UV, making Python a solved problem
Around 15 years ago Go was launched to help get people to stop using Python. 10 years ago, it was all anyone would talk about. You couldn’t get anyone to shut up about Go. It was going to save the world and cook me breakfast. We ignored the error handling, the lack of list comprenhension, finally they added generics, on and on. We let the excuses for the language pile up for years. Why? Easy. It’s the deployment. One file. You can’t get easier than that. Although Python had Pex early on, it was only recently where it could be used batteries included with an interpreter. Pex solved a lot, but there was still the necessary step to build everything into a single binary, and unlike Go, the build process wasn’t batteries included.
UV, at this point I hope needs no introduction. It solves every build related problem in a way that was only possible after learning from the mistakes of every other effort (and there were a lot). Development environments are a snap to setup and duplicate, but ‘uv run’ took it to a whole nother level. Python recently added the ability to inline dependencies, and combine with uv’s runner, it’s the ultimate high ground in shipping arbitray code and making it work for people with no configuration. Pip, for all it’s flaws, can package and host code in plain git repositories, and uv can run code directly out of pastebin, or github gists. This is more than a neat parlor trick, this lowers the entry barrier to practically nothing. Python now finally has fought back against Go’s original reason for being funded and developed. It killed it’s original purpose. I can’t overstate how huge of shift this is. For all intents and purposes, Go is no longer in the running for 90% of new projects.

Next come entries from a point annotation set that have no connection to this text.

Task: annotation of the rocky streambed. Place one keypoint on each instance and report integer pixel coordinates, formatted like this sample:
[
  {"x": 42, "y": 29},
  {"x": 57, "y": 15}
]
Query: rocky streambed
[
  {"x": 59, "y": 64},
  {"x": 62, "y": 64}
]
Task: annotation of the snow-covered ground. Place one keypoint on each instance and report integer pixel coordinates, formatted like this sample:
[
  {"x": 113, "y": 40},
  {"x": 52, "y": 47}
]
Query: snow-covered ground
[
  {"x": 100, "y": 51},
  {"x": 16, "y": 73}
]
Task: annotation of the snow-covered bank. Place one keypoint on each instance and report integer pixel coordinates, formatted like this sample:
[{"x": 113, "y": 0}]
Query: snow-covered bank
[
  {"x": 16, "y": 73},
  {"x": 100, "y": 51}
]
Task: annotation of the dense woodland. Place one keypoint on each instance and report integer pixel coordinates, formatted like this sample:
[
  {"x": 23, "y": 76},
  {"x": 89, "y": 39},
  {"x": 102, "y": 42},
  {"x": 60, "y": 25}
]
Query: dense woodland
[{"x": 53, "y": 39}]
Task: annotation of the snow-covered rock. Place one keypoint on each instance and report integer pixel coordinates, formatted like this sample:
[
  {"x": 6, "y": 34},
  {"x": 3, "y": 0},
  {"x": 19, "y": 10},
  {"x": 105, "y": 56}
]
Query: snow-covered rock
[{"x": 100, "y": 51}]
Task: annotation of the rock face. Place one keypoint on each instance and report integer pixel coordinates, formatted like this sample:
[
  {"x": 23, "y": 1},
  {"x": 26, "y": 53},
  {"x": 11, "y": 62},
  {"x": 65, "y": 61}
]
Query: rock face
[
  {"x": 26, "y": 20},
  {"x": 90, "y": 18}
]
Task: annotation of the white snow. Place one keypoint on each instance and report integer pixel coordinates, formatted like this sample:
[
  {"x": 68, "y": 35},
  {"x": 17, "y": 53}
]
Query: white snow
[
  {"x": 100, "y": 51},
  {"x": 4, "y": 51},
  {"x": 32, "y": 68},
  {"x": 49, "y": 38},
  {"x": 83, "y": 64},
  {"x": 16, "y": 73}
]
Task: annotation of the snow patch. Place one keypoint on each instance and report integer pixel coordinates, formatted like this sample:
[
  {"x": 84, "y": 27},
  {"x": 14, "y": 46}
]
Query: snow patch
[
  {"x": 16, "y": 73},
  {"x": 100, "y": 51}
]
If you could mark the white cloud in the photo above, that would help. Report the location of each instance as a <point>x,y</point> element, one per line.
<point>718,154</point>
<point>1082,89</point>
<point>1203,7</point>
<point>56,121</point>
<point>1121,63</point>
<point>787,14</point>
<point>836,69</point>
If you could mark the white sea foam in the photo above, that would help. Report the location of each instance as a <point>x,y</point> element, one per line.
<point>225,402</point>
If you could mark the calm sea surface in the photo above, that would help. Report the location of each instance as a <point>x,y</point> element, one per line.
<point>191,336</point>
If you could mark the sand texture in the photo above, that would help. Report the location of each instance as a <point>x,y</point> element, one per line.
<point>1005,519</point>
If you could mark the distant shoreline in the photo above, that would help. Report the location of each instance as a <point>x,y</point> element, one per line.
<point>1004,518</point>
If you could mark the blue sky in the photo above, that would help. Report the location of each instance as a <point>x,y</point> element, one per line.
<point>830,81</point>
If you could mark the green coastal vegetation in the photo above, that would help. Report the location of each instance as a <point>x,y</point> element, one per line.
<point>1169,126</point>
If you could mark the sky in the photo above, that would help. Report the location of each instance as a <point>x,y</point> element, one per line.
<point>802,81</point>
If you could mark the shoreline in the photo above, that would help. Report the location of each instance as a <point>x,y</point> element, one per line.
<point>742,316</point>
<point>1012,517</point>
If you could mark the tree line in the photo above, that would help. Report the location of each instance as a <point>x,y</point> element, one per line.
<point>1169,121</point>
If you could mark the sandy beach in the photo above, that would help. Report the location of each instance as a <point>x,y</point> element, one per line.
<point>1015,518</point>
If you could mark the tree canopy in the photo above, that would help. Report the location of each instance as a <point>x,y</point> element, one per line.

I’m working with Go right now, it’s the same problem it’s always been. Building from cloned repos, error handling, obnoxious terseness. All for what? The particular project I’m involved with does not benefit from it’s speed advantage. Most don’t, and people are no longer picking Go for speed with Rust and Zig being available. Go will always be a good middleground, with excellent tooling, and projects that previously switched to Go like Kubernetes or… Kubernetes, are not likely to change at this point. That’s not good enough for newer projects though.
From now on, I’ll stop being a contrarian and reach for Python first thing. It’s the only universal language that matters, like English. Hating it is futile. Dataclasses help me hide most of the ugliness I hate about it, and I can live with the rest, much easier than the terse, blunt, stupid of Go. Go is more popular than ever, sure, but UV is going to beat it into the ground. Betting against Python is not a mistake I will make again.